Kazuki1450/Qwen3-1.7B-Base_csum_6_10_tok_State_1p0_0p0_1p0_grpo_42_rule is a 2 billion parameter language model fine-tuned from Qwen/Qwen3-1.7B-Base with a 40960 token context length. This model was trained using the GRPO method, which is designed to enhance mathematical reasoning capabilities. It is suitable for tasks requiring advanced logical and mathematical problem-solving, building upon the base Qwen3 architecture.
Loading preview...
Overview
This model, Kazuki1450/Qwen3-1.7B-Base_csum_6_10_tok_State_1p0_0p0_1p0_grpo_42_rule, is a fine-tuned version of the 2 billion parameter Qwen/Qwen3-1.7B-Base model. It leverages a substantial context length of 40960 tokens, making it capable of processing extensive inputs.
Key Training Details
The model was trained using the GRPO (Gradient-based Reward Policy Optimization) method, as introduced in the paper "DeepSeekMath: Pushing the Limits of Mathematical Reasoning in Open Language Models" (arXiv:2402.03300).
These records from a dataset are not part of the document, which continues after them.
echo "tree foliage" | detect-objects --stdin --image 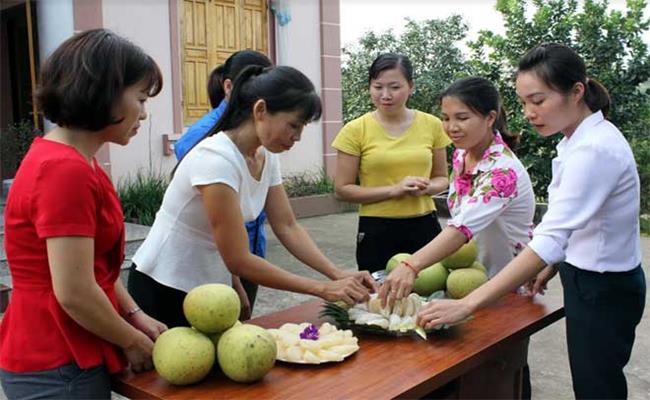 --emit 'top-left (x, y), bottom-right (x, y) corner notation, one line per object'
(469, 0), (650, 197)
(343, 0), (650, 209)
(342, 15), (468, 122)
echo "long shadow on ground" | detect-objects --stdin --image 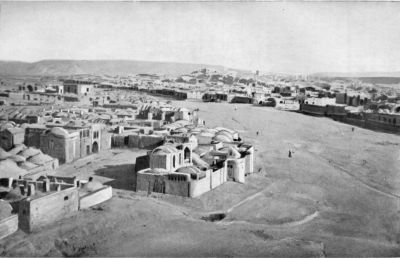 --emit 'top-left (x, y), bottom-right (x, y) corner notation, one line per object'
(94, 164), (136, 191)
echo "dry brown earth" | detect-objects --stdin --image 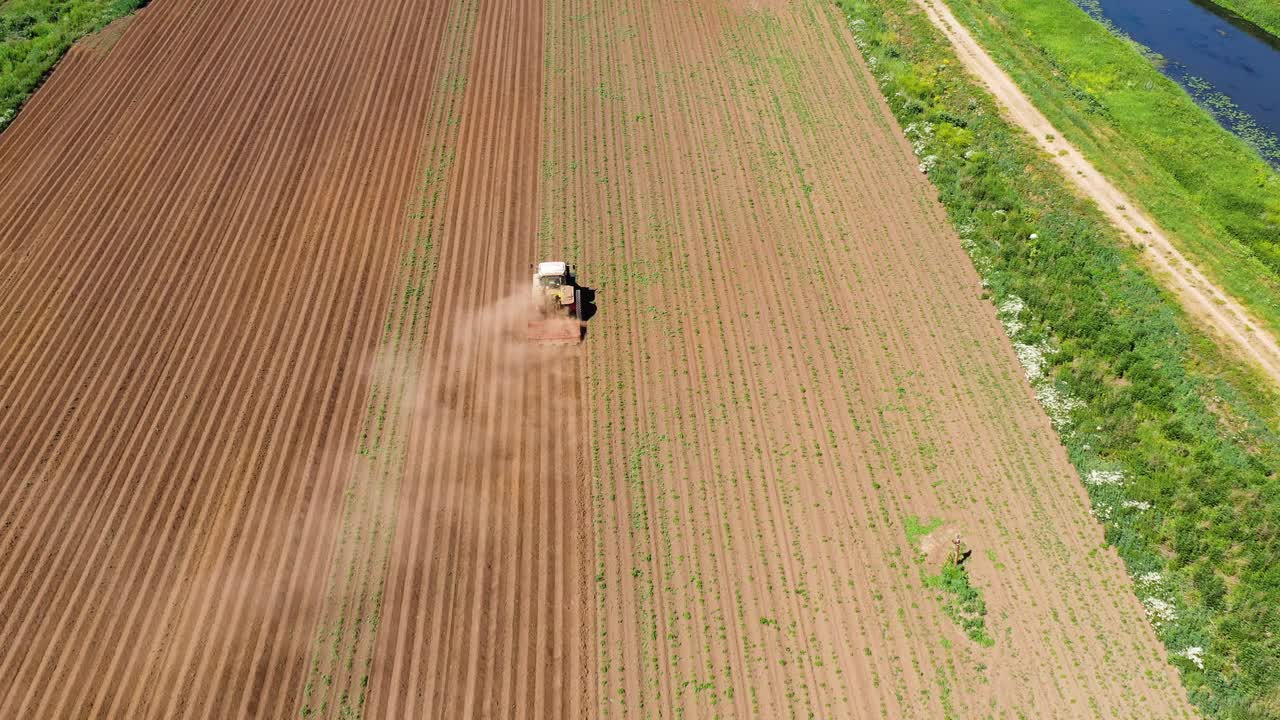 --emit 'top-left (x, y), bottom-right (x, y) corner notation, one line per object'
(0, 0), (594, 717)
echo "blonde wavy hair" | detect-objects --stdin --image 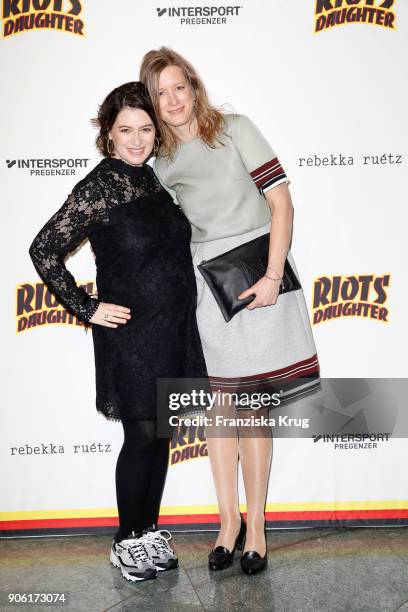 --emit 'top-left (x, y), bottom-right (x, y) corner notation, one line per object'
(140, 47), (224, 158)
This training approach suggests an optimization for tasks that benefit from enhanced mathematical and logical reasoning.
Frameworks Used
Training was conducted using the TRL library, with specific versions including:
- TRL: 0.23.0
- Transformers: 4.57.1
- Pytorch: 2.7.1+cu128
- Datasets: 4.4.1
- Tokenizers: 0.22.1
Potential Use Cases
Given its fine-tuning with the GRPO method, this model is likely well-suited for applications requiring:
- Mathematical problem-solving
- Logical reasoning tasks
- Complex question answering where numerical or logical deduction is critical
Developers can quickly get started with text generation using the provided transformers pipeline example.